28.09. – Happy Birthday !!! She’s taken her music from the tiny clubs on the South Side of Chicago to giant festivals, and continues to perform all over the world. She’s appeared on national television numerous times and has even been the subject of a PBS documentary.
Through good times and personal hardships, Koko Taylor has remained a major force in the blues. “It’s a challenge,” she says. “It’s tough being out here doing what I’m doing in what they call a man’s world. It’s not every woman that can hang in there and do what I am doing.” Without a doubt, Koko Taylor is the preeminent blues woman in the world today. She is, and will remain, the undisputed Queen of the Blues.
“I come from a poor family,” recalls Koko. “A very poor family, I was raised up on what they call a sharecropper’s farm.” Born Cora Walton (an early love of chocolate earned her the lifelong nickname Koko) in 1928 just outside of Memphis in Bartlett, Tennessee, Koko was an orphan by age 11. Along with her five brothers and sisters, Koko developed a love for music from a mixture of gospel she heard in church and blues she heard on radio stations beaming in from Memphis. Even though her father encouraged her to sing only gospel music, Koko and her siblings would sneak out back with their homemade instruments and play the blues. With one brother accompanying on a guitar strung with baling wire and another brother on a fife made out of a corncob, Koko began her career as a blues woman. As a youngster, Koko listened to as many blues artists as she could. Bessie Smith and Memphis Minnie were particular influences, as were Muddy Waters, Howlin’ Wolf and Sonny Boy Williamson. She would listen to their songs over and over again. Although she loved to sing, she never dreamed of joining their ranks.
When she was in her early 20s, Koko and her soon-to-be husband, the late Robert “Pops” Taylor, moved to Chicago looking for work. With nothing but, in Koko’s words, “35 cents and a box of Ritz crackers,” the couple settled on the city’s South Side, the cradle of the rough-edged sound of Chicago blues. Taylor found work cleaning houses for wealthy families in the ritzy northern suburbs. At night and on weekends, Koko and Pops would visit the South and West Side blues clubs, where they would hear singers like Muddy Waters, Howlin’ Wolf, Magic Sam, Little Walter, and Junior Wells. And thanks to prodding from Pops, it wasn’t long before Taylor was sitting in with many of the legendary blues artists on a regular basis.
Taylor’s big break came in 1963. After a particularly fiery performance, songwriter/arranger Willie Dixon approached her.
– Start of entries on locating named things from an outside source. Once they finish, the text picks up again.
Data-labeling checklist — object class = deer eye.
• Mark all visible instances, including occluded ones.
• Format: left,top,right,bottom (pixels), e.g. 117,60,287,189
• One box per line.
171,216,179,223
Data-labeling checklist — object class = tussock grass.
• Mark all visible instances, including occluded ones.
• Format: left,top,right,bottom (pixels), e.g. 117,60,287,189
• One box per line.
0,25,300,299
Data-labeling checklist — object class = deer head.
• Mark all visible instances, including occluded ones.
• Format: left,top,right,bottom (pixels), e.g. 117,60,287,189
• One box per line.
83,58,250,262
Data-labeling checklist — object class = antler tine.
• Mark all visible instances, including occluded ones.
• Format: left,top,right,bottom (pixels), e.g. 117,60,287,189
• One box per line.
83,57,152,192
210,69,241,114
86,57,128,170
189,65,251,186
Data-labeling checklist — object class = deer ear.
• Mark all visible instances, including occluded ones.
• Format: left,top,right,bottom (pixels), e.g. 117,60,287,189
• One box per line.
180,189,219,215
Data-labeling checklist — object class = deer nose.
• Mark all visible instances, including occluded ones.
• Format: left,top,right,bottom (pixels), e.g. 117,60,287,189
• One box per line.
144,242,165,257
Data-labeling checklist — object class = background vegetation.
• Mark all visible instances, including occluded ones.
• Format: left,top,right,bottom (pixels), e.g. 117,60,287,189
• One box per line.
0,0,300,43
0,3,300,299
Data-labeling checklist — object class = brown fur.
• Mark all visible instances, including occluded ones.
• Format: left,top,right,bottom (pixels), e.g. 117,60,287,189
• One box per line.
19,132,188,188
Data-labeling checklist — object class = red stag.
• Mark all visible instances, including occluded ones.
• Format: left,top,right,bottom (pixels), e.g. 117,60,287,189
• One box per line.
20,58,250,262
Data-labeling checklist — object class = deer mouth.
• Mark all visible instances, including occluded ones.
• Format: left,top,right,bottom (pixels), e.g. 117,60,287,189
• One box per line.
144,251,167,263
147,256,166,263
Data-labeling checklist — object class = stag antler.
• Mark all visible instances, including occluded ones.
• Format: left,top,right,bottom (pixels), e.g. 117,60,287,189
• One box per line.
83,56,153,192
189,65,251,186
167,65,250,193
Much to Koko’s astonishment, he told her, “My God, I never heard a woman sing the blues like you sing the blues. There are lots of men singing the blues today, but not enough women. That’s what the world needs today, a woman with a voice like yours to sing the blues.” Dixon first recorded Koko for USA Records and then secured a Chess recording contract for her. He produced several singles and two albums for her including her huge 1966 hit single “Wang Dang Doodle,” firmly establishing Koko as the world’s number one female blues talent.
In the early 1970s, Taylor was among the first of the South Side Chicago blues artists to find work, and an audience, on the city’s white North Side. In 1972, Koko played at the Ann Arbor Blues and Jazz Festival in front of more people than ever before (including a young Bruce Iglauer). Atlantic Records recorded the festival (including her performance) and released a live album, which brought Koko to the attention of a large, national audience. In 1975, Koko found a home with the city’s newest blues label, Iglauer’s Alligator Records. Her first album for the fledgling label, “I Got What It Takes,” earned her a Grammy nomination. Since then, Koko’s recorded eight more albums for Alligator, and secured her place in the list of top selling blues artists.
On her most recent effort released in 2007, Koko returns with her first album in seven years, the aptly titled “Old School.” Koko Taylor once again shows the world what she does so well. From foot-stomping barnburners to powerful slow blues, she proves in an instant that her blues are joyous and life-affirming, powerful and soul-stirring.
Over the course of her almost 50-year career, Taylor has received just about every award the blues world has to offer and then some. She’s received Grammy nominations for seven of her last eight Alligator albums, and she won a Grammy in 1984 for the live multi-artist album “Blues Explosion” on Atlantic Records. In 2004 she was presented with the coveted National Heritage Fellowship Award from the National Endowment For The Arts. She holds 25 Blues Music Awards (more than any other blues artist, male or female). A major feather in her cap came on March 3, 1993, when Chicago Mayor Richard M. Daley honored Taylor with a Legend Of The Year Award, and declared “Koko Taylor Day” throughout Chicago. In 1998, Chicago Magazine named her “Chicagoan Of The Year,” and in 1999, Taylor was inducted into the Blues Foundation’s Hall Of Fame. There are many kings of the blues, but only one queen. Koko’s voice is still capable of pinning a listener to the back wall.